No region, as this one between Asia and Australia, shows such evident signs of environmental change during the last geological epoch. In Java and the neighboring islands are the most active volcanoes in the world. Here are the most notable examples of raised coral reefs, especially in the eastern part closest to New Guinea. It is almost certain that after the last glacial period a region as large as India was covered by the sea. This Sunda Land disappeared as ocean waters rose from the melting of the great ice masses of Antarctica and the northern circumpolar regions at the end of the last glacial phase. Daly et al have calculated that as a result of this, the waters rose by at least 60m; Molengraaf shows that the beds of submerged rivers can still be traced to the bottom of the Sunda Sea, while the freshwater fish of eastern Sumatra are similar to those of western Borneo, so recent is the separation of these rivers. The indications of a high antiquity of man in Australia are, on the other hand, very numerous. The Talgai skull, of the Australian or proto-Australian type, found at 56 km. north-west of Warwick in southern Queensland, it was associated with the bones of extinct marsupials, and, like these, was in a condition of marked mineralization; it is generally considered to be of the Pleistocene age. In Cohuna, on Murray (64 km. North-west of Echuca), another primitive skull has recently been found, but its age is not yet well defined; the canines are in it 2 mm. wider than those of England’s Piltdown skull. The fossil skulls of Wadjak (Java) also confirm that in the Pleistocene period Australoid human forms lived between Asia and Australia. Other very ancient traces of man in Australia are listed by Sir Edgeworth David. A human tooth was found with extinct Pleistocene marsupials near Wellington; at Botany Bay (New South Wales) four stone axes and dugong bones (now unknown to Sydney) were found on a beach which must have dropped 3 meters from the time these axes were abandoned there; near Fultam (South Australia) a number of artifacts were found in situ two and a half meters below the high tide level; in Newcastle an indigenous club found itself 1.5 meters deep in a clayey layer. For Australia culture and traditions, please check calculatorinc.com.
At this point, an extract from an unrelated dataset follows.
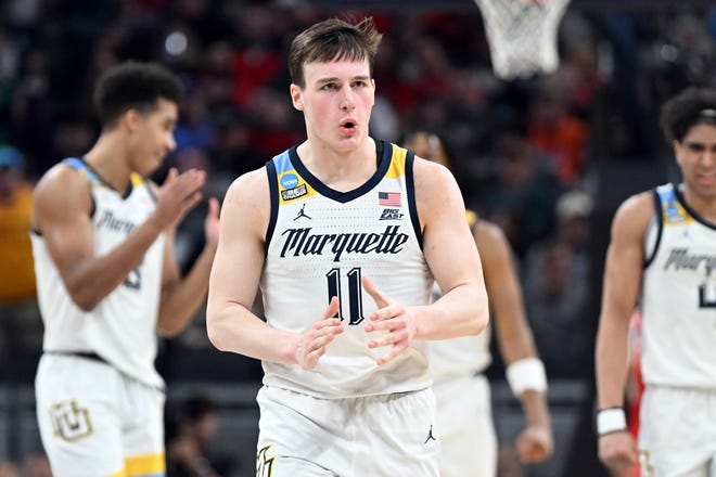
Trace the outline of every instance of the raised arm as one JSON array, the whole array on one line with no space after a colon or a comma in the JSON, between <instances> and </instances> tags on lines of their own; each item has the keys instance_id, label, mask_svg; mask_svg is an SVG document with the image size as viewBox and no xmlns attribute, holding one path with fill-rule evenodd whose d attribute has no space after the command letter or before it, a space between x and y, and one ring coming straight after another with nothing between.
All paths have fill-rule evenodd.
<instances>
[{"instance_id":1,"label":"raised arm","mask_svg":"<svg viewBox=\"0 0 716 477\"><path fill-rule=\"evenodd\" d=\"M162 302L157 327L165 336L175 336L191 322L206 299L208 278L216 247L219 242L219 202L208 201L208 212L204 221L204 249L182 279L174 250L171 229L164 245L164 271L162 275Z\"/></svg>"},{"instance_id":2,"label":"raised arm","mask_svg":"<svg viewBox=\"0 0 716 477\"><path fill-rule=\"evenodd\" d=\"M547 381L527 324L510 244L496 224L485 220L477 222L474 236L485 271L497 341L510 385L527 418L527 427L517 437L517 454L522 462L538 462L547 459L554 447L545 397Z\"/></svg>"},{"instance_id":3,"label":"raised arm","mask_svg":"<svg viewBox=\"0 0 716 477\"><path fill-rule=\"evenodd\" d=\"M643 237L654 215L651 193L628 198L616 211L606 253L602 309L597 334L599 455L615 470L637 463L637 448L626 433L621 408L628 369L629 319L639 295L643 267ZM624 425L622 425L624 424Z\"/></svg>"},{"instance_id":4,"label":"raised arm","mask_svg":"<svg viewBox=\"0 0 716 477\"><path fill-rule=\"evenodd\" d=\"M199 197L204 176L191 171L177 178L156 211L111 253L97 256L92 199L86 179L60 164L35 190L33 229L44 237L52 260L73 301L91 311L119 286L162 231L178 220Z\"/></svg>"},{"instance_id":5,"label":"raised arm","mask_svg":"<svg viewBox=\"0 0 716 477\"><path fill-rule=\"evenodd\" d=\"M311 369L325 352L325 345L343 331L341 321L332 318L337 299L303 335L273 328L252 312L264 268L269 204L263 169L242 176L227 192L209 279L208 336L222 351Z\"/></svg>"},{"instance_id":6,"label":"raised arm","mask_svg":"<svg viewBox=\"0 0 716 477\"><path fill-rule=\"evenodd\" d=\"M414 178L423 250L443 291L434 304L415 308L415 339L481 333L489 319L487 292L458 184L447 168L420 158Z\"/></svg>"}]
</instances>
We can therefore conclude that man’s entry into Australia must most likely be placed in the Pleistocene era. This passage from the north seems to have been, at different times, sometimes easier and sometimes more difficult than it is now. G. Taylor, based on many data which cannot be relied upon here, believes that the Papuans left Asia long before the Australoids, and perhaps before all the Negrite tribes left the continent. They were a human form prior to the Australian, and probably came to New Guinea when it was easy to reach, while it was difficult to touch Australia; they found the pygmy Negrites in the region and drove them back to the mountains. After a long time another group of Australoids came out of Asia by the same route, populating the islands of the East Indies. They must have owned some kind of boat, because there has always been a good stretch of sea between Asia and Australia. (We cannot admit otherwise, otherwise the tapir and other Asian animals would also have arrived in Australia). If this Australoid migration occurred during the last Ice Age, then the ocean would have been 60 m. lower than it is today, and the Straits of Timor perhaps only 100 km wide. instead of 560. Subsequent hordes of better-armed enemies would then drive the Australians out of the East Indies, forcing them to take refuge in the great territory to the south. In the Ice Age Northern Australia must have been much less attractive than it is now, as, due to the northward displacement of the tropical high pressure zone, the desert extended to the northern coast and in this case no race, if not reduced to the extreme, would have taken refuge in this inhospitable region. This would also explain why the Papuans have always remained in their relatively fertile territory, without attempting to invade the Australian dominions.
The Taylor (Environment and Race) places the entry of Australians in Australia in an era roughly corresponding to that in which the Mousterian lithic culture arrived in Europe, which has many similarities with the Australian lithic industry: and therefore in the last interglacial. However, the dog reached western Europe only at the dawn of Neolithic times, while in Australia bones of the dingo associated with extinct marsupials were found in the quarries of Wellington (NG d. S.). This type of dog, according to Wood Jones, seems more to the Syrian dogs than to any other species of the intermediate region: it did not reach Tasmania at all and in Australia itself it must have arrived with man, and on boats.